A relatively less-discussed space in India’s vibrant start-up ecosystem is civic tech. Civic tech entrepreneurs partner with governments to improve service delivery. With potential to scale up and impact millions of citizens, civic tech start-ups can enable citizens get better quality services, improve government revenues and enable governments to engage more proactively with citizens. Globally, civic tech has seen vibrant activity: the US alone has seen over 200 startups over the past 10 years. Entrepreneurs are deploying cutting-edge technology to solve problems in water, sanitation and hygiene; urban transport; safety and security; etc.

While still a nascent sector, there are already great examples of civic tech in action in India such as the use of GIS mapping to conduct surveys for property tax collection; blockchain to reform payments mechanisms; cloud-based ERP systems for cities to deliver all their services—tax collection; issuing birth and death certificates, etc. As India’s “Next Half Billion" come online through their cell phones, civic tech can transform citizens’ engagement with government.
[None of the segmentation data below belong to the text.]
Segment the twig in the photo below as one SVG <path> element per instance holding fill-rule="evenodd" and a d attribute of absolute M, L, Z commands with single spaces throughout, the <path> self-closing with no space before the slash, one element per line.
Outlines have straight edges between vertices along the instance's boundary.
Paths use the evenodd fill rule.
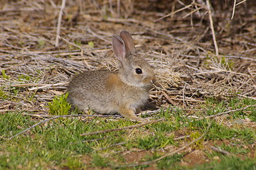
<path fill-rule="evenodd" d="M 209 131 L 209 129 L 210 128 L 210 125 L 211 124 L 213 123 L 213 121 L 210 122 L 208 125 L 208 126 L 207 127 L 207 129 L 206 130 L 206 132 L 204 134 L 203 134 L 201 137 L 199 137 L 198 138 L 191 141 L 191 142 L 186 144 L 184 144 L 183 146 L 182 146 L 181 147 L 178 148 L 178 149 L 175 150 L 175 151 L 173 151 L 169 154 L 164 154 L 163 155 L 162 157 L 159 157 L 156 159 L 154 159 L 153 161 L 150 161 L 150 162 L 143 162 L 143 163 L 141 163 L 141 164 L 128 164 L 128 165 L 124 165 L 124 166 L 114 166 L 112 165 L 114 167 L 118 167 L 118 168 L 122 168 L 122 167 L 135 167 L 135 166 L 143 166 L 143 165 L 148 165 L 148 164 L 152 164 L 152 163 L 154 163 L 154 162 L 159 162 L 160 161 L 161 159 L 163 159 L 164 158 L 166 158 L 166 157 L 171 157 L 171 155 L 184 149 L 185 148 L 192 145 L 193 144 L 196 143 L 196 142 L 201 140 L 201 139 L 203 139 L 208 133 L 208 132 Z"/>
<path fill-rule="evenodd" d="M 164 19 L 164 18 L 166 18 L 166 17 L 168 17 L 168 16 L 171 16 L 171 15 L 174 15 L 174 14 L 175 14 L 175 13 L 178 13 L 178 12 L 180 12 L 180 11 L 181 11 L 184 10 L 184 9 L 188 8 L 190 8 L 190 7 L 191 7 L 191 6 L 192 6 L 192 4 L 186 6 L 184 6 L 184 7 L 181 8 L 180 8 L 180 9 L 174 11 L 174 12 L 172 12 L 172 13 L 169 13 L 169 14 L 167 14 L 167 15 L 165 15 L 164 16 L 162 16 L 162 17 L 161 17 L 160 18 L 154 21 L 154 22 L 156 23 L 156 22 L 157 22 L 157 21 L 159 21 L 160 20 L 162 20 L 162 19 Z"/>
<path fill-rule="evenodd" d="M 243 97 L 243 98 L 251 98 L 252 100 L 255 100 L 256 101 L 256 97 L 250 97 L 250 96 L 245 96 L 245 95 L 242 95 L 242 94 L 238 94 L 239 96 L 241 96 L 241 97 Z"/>
<path fill-rule="evenodd" d="M 61 18 L 63 13 L 63 10 L 65 6 L 65 0 L 62 0 L 61 7 L 58 18 L 58 26 L 57 26 L 57 33 L 56 33 L 56 40 L 55 40 L 55 47 L 58 47 L 59 45 L 59 38 L 60 38 L 60 25 L 61 25 Z"/>
<path fill-rule="evenodd" d="M 205 119 L 205 118 L 210 118 L 216 117 L 216 116 L 218 116 L 218 115 L 224 115 L 224 114 L 228 114 L 228 113 L 231 113 L 231 112 L 235 112 L 235 111 L 242 110 L 245 110 L 245 109 L 247 109 L 247 108 L 251 108 L 251 107 L 256 107 L 256 104 L 255 104 L 255 105 L 250 105 L 250 106 L 247 106 L 244 107 L 244 108 L 238 108 L 238 109 L 235 109 L 235 110 L 228 110 L 228 111 L 219 113 L 217 113 L 217 114 L 215 114 L 215 115 L 206 116 L 206 117 L 203 117 L 203 118 L 198 118 L 198 120 L 202 120 L 202 119 Z"/>
<path fill-rule="evenodd" d="M 68 84 L 68 82 L 63 82 L 63 83 L 48 84 L 48 85 L 45 85 L 45 86 L 43 86 L 31 88 L 31 89 L 28 89 L 28 91 L 38 90 L 38 89 L 44 89 L 44 88 L 46 88 L 46 87 L 53 87 L 53 86 L 63 86 L 63 85 L 67 85 Z"/>
<path fill-rule="evenodd" d="M 211 13 L 211 11 L 210 11 L 210 5 L 209 0 L 206 0 L 206 4 L 207 4 L 207 7 L 208 8 L 208 14 L 209 14 L 209 19 L 210 19 L 210 29 L 211 29 L 212 34 L 213 34 L 214 47 L 215 47 L 215 49 L 216 55 L 218 57 L 218 55 L 219 55 L 219 54 L 218 54 L 218 44 L 217 44 L 217 41 L 216 41 L 216 37 L 215 37 L 215 35 L 213 21 L 213 16 L 212 16 L 212 13 Z"/>
<path fill-rule="evenodd" d="M 114 115 L 111 115 L 111 117 L 112 117 Z M 46 122 L 48 122 L 48 121 L 50 121 L 51 120 L 53 120 L 53 119 L 57 119 L 57 118 L 67 118 L 67 117 L 103 117 L 103 118 L 105 118 L 105 117 L 110 117 L 110 115 L 58 115 L 58 116 L 55 116 L 54 118 L 48 118 L 48 119 L 46 119 L 43 121 L 41 121 L 41 122 L 38 122 L 38 123 L 33 125 L 33 126 L 31 127 L 29 127 L 28 128 L 26 128 L 26 130 L 17 133 L 16 135 L 11 137 L 10 138 L 9 138 L 9 140 L 11 140 L 13 139 L 14 137 L 22 134 L 22 133 L 24 133 L 26 132 L 27 132 L 28 130 L 32 129 L 33 128 L 35 128 L 36 126 L 40 125 L 40 124 L 42 124 L 43 123 L 46 123 Z"/>
<path fill-rule="evenodd" d="M 165 120 L 165 118 L 161 118 L 161 119 L 158 119 L 158 120 L 150 120 L 150 121 L 148 121 L 148 122 L 142 123 L 139 123 L 139 124 L 130 125 L 130 126 L 125 126 L 125 127 L 120 128 L 108 129 L 108 130 L 104 130 L 97 131 L 97 132 L 83 133 L 83 134 L 80 134 L 80 136 L 87 136 L 87 135 L 95 135 L 95 134 L 99 134 L 99 133 L 105 133 L 105 132 L 114 132 L 114 131 L 126 130 L 126 129 L 133 129 L 133 128 L 142 127 L 142 126 L 144 126 L 144 125 L 148 125 L 148 124 L 151 124 L 151 123 L 157 123 L 157 122 L 160 122 L 160 121 L 162 121 L 164 120 Z"/>
<path fill-rule="evenodd" d="M 124 144 L 126 143 L 127 142 L 120 142 L 120 143 L 113 144 L 111 144 L 111 145 L 110 145 L 108 147 L 102 147 L 102 148 L 100 148 L 100 149 L 97 149 L 97 150 L 104 150 L 104 149 L 106 149 L 112 147 L 116 147 L 116 146 L 119 146 L 119 145 L 122 145 L 122 144 Z"/>
<path fill-rule="evenodd" d="M 233 10 L 232 16 L 231 16 L 232 20 L 235 16 L 235 6 L 236 6 L 235 4 L 236 4 L 236 0 L 234 0 Z"/>

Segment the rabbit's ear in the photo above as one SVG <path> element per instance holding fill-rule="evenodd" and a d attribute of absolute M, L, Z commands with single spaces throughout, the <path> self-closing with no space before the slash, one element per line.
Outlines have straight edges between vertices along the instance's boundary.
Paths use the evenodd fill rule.
<path fill-rule="evenodd" d="M 122 30 L 120 33 L 120 37 L 124 42 L 127 55 L 134 53 L 135 45 L 131 35 L 127 31 Z"/>
<path fill-rule="evenodd" d="M 117 35 L 112 37 L 112 47 L 114 55 L 119 59 L 124 59 L 126 55 L 125 44 L 123 40 Z"/>

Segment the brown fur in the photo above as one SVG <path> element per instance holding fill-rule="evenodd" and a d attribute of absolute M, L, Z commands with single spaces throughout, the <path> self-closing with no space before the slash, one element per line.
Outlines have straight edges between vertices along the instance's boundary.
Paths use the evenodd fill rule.
<path fill-rule="evenodd" d="M 119 113 L 132 120 L 144 121 L 135 113 L 146 102 L 155 75 L 146 60 L 136 55 L 129 33 L 122 31 L 120 35 L 122 38 L 114 35 L 112 38 L 114 55 L 121 63 L 119 72 L 90 71 L 75 76 L 68 88 L 68 101 L 84 111 Z M 137 68 L 142 74 L 137 74 Z"/>

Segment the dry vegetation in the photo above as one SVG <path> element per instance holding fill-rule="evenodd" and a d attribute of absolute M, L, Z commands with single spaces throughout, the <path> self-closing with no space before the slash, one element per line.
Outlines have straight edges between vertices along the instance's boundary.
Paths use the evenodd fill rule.
<path fill-rule="evenodd" d="M 203 102 L 205 96 L 226 98 L 238 93 L 241 98 L 255 97 L 253 1 L 235 6 L 233 20 L 233 1 L 212 2 L 218 56 L 204 1 L 118 2 L 67 1 L 58 47 L 61 1 L 3 3 L 0 71 L 5 70 L 9 79 L 1 79 L 1 88 L 9 93 L 21 87 L 23 93 L 16 97 L 24 102 L 8 102 L 1 109 L 47 113 L 47 102 L 65 91 L 73 74 L 115 69 L 111 36 L 121 30 L 132 34 L 138 52 L 145 54 L 155 69 L 159 84 L 151 97 L 158 106 L 186 107 Z M 31 95 L 36 102 L 26 99 Z"/>
<path fill-rule="evenodd" d="M 256 100 L 256 1 L 210 1 L 211 15 L 207 1 L 67 1 L 58 42 L 61 1 L 1 1 L 0 90 L 8 97 L 0 113 L 48 114 L 75 74 L 116 70 L 111 37 L 121 30 L 154 67 L 157 108 L 197 108 L 206 97 Z"/>

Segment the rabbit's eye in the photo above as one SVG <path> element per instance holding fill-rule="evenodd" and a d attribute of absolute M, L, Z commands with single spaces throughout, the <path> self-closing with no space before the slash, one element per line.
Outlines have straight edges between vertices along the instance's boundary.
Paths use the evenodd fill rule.
<path fill-rule="evenodd" d="M 136 69 L 135 72 L 137 74 L 142 74 L 142 69 L 139 69 L 139 68 Z"/>

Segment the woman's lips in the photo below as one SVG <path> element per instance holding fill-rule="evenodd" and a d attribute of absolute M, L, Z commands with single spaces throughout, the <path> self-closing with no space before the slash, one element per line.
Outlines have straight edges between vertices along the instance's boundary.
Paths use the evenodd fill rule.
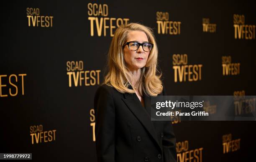
<path fill-rule="evenodd" d="M 142 58 L 141 57 L 138 57 L 137 58 L 135 58 L 135 59 L 137 60 L 144 60 L 144 58 Z"/>

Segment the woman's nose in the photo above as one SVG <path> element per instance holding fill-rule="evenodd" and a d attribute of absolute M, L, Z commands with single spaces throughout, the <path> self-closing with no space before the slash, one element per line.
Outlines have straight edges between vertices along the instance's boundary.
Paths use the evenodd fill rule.
<path fill-rule="evenodd" d="M 144 50 L 143 50 L 143 48 L 142 48 L 142 46 L 140 46 L 138 50 L 137 50 L 137 53 L 141 53 L 144 52 Z"/>

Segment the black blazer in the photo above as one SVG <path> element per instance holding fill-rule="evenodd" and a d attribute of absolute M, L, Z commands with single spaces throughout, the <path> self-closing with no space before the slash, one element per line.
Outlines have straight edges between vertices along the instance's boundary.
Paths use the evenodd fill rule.
<path fill-rule="evenodd" d="M 98 162 L 177 162 L 172 122 L 151 121 L 147 111 L 151 98 L 143 97 L 145 108 L 135 93 L 122 94 L 106 85 L 98 88 L 94 109 Z"/>

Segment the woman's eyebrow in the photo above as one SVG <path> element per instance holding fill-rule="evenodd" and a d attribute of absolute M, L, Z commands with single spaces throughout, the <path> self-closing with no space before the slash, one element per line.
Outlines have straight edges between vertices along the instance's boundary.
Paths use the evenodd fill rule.
<path fill-rule="evenodd" d="M 135 42 L 139 43 L 139 41 L 137 40 L 132 40 L 132 41 L 131 41 L 131 42 Z M 147 41 L 144 41 L 142 42 L 142 43 L 148 43 L 148 42 Z"/>

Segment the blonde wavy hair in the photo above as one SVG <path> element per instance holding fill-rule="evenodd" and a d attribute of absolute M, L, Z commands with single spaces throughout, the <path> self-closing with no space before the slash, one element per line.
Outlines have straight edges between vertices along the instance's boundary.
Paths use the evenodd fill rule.
<path fill-rule="evenodd" d="M 131 84 L 133 77 L 129 73 L 124 60 L 123 46 L 126 43 L 127 34 L 131 30 L 144 32 L 149 43 L 154 46 L 149 53 L 145 66 L 141 68 L 141 76 L 135 85 Z M 141 96 L 143 93 L 156 96 L 163 90 L 162 75 L 157 69 L 158 50 L 153 30 L 137 23 L 131 23 L 120 26 L 115 30 L 111 41 L 108 56 L 108 72 L 103 84 L 114 87 L 122 93 L 135 93 L 136 89 Z M 129 89 L 129 85 L 133 89 Z"/>

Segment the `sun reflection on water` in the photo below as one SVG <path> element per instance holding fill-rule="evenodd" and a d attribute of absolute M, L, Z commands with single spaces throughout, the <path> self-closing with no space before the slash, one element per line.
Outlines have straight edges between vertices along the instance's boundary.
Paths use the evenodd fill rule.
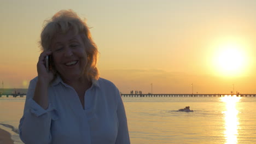
<path fill-rule="evenodd" d="M 237 102 L 240 101 L 241 98 L 228 95 L 221 98 L 221 101 L 226 103 L 226 111 L 223 112 L 225 115 L 225 144 L 237 143 L 239 122 L 237 118 L 238 111 L 236 110 L 236 104 Z"/>

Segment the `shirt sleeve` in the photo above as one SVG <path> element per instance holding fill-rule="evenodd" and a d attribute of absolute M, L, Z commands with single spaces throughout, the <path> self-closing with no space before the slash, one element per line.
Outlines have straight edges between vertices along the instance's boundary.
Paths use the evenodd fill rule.
<path fill-rule="evenodd" d="M 37 79 L 30 81 L 24 111 L 19 125 L 21 140 L 26 144 L 50 143 L 51 122 L 57 119 L 57 112 L 49 103 L 44 110 L 33 100 Z"/>
<path fill-rule="evenodd" d="M 117 115 L 118 118 L 118 133 L 115 144 L 130 144 L 130 137 L 127 124 L 126 115 L 120 92 L 117 89 L 118 107 Z"/>

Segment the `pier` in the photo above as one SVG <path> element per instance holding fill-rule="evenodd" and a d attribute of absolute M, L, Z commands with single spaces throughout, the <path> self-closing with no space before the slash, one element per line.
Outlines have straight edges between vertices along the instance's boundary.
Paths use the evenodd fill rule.
<path fill-rule="evenodd" d="M 0 98 L 5 96 L 7 98 L 10 97 L 16 98 L 23 98 L 26 95 L 26 93 L 0 93 Z M 256 94 L 121 94 L 121 97 L 256 97 Z"/>
<path fill-rule="evenodd" d="M 121 94 L 122 97 L 223 97 L 225 95 L 255 97 L 256 94 Z"/>
<path fill-rule="evenodd" d="M 9 97 L 16 98 L 16 97 L 20 97 L 23 98 L 24 95 L 27 95 L 26 93 L 0 93 L 0 98 L 5 96 L 7 98 L 9 98 Z"/>

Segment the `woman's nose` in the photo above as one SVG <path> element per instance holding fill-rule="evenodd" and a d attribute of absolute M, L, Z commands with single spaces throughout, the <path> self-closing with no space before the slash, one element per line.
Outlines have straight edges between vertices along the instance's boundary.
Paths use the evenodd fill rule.
<path fill-rule="evenodd" d="M 65 50 L 64 56 L 71 57 L 73 55 L 73 51 L 69 47 L 67 47 Z"/>

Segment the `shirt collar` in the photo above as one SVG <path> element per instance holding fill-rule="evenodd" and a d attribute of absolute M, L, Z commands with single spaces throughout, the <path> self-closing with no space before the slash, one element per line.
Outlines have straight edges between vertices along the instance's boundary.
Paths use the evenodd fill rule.
<path fill-rule="evenodd" d="M 93 80 L 92 81 L 92 86 L 96 86 L 97 87 L 100 87 L 100 83 L 99 83 L 99 80 Z M 51 86 L 52 87 L 55 86 L 56 85 L 58 85 L 60 83 L 62 83 L 63 85 L 67 85 L 64 82 L 63 82 L 62 79 L 61 79 L 61 77 L 60 76 L 60 75 L 57 75 L 55 79 L 54 80 L 54 81 L 51 82 Z"/>

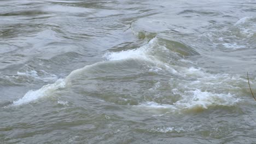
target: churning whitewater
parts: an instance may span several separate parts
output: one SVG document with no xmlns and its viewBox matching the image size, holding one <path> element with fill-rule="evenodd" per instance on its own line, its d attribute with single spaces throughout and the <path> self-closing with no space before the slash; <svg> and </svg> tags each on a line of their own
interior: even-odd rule
<svg viewBox="0 0 256 144">
<path fill-rule="evenodd" d="M 255 143 L 255 5 L 0 1 L 0 143 Z"/>
</svg>

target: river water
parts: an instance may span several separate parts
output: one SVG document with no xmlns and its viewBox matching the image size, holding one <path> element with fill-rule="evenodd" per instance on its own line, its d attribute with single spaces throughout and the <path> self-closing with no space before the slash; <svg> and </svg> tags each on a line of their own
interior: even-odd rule
<svg viewBox="0 0 256 144">
<path fill-rule="evenodd" d="M 0 20 L 1 143 L 256 142 L 255 1 L 3 0 Z"/>
</svg>

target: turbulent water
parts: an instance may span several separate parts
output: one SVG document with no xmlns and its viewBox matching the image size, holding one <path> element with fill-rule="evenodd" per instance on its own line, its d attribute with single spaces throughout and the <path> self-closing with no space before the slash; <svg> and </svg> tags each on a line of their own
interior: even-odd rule
<svg viewBox="0 0 256 144">
<path fill-rule="evenodd" d="M 1 143 L 256 142 L 255 1 L 3 0 L 0 20 Z"/>
</svg>

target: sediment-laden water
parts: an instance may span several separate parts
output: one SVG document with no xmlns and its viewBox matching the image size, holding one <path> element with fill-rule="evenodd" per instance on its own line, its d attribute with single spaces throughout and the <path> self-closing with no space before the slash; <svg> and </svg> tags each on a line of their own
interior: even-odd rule
<svg viewBox="0 0 256 144">
<path fill-rule="evenodd" d="M 253 143 L 256 1 L 0 1 L 1 143 Z"/>
</svg>

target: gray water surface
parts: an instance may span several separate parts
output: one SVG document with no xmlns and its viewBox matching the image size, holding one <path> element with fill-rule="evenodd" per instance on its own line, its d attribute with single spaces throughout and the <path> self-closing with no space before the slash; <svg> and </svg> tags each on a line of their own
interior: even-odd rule
<svg viewBox="0 0 256 144">
<path fill-rule="evenodd" d="M 255 1 L 1 1 L 0 143 L 254 143 L 255 16 Z"/>
</svg>

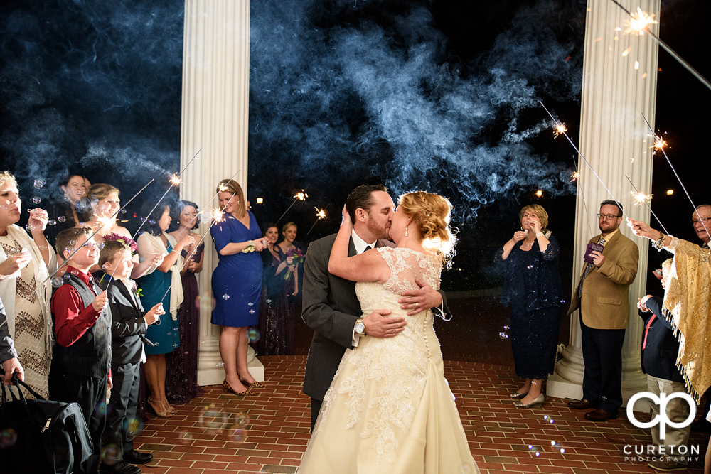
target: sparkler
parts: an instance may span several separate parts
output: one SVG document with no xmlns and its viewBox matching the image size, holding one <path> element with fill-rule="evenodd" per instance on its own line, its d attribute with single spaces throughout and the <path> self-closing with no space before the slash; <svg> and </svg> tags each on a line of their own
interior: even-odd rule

What can governments do to ease the path for civic tech entrepreneurs? First, publish open data sets, which will improve data availability for startups to assess demand and supply and spur analytics-based business models. Second, simplify procurement policies to make it easier for startups with little track record to win contracts. Third, be supportive customers, in particular, by ensuring prompt payments.

To help address India’s critical civic challenges, Omidyar Network is launching an accelerator for civic tech entrepreneurs in partnership with Village Capital. A thriving civic tech ecosystem will offer India’s brightest minds an opportunity to build technology-led businesses with a purpose.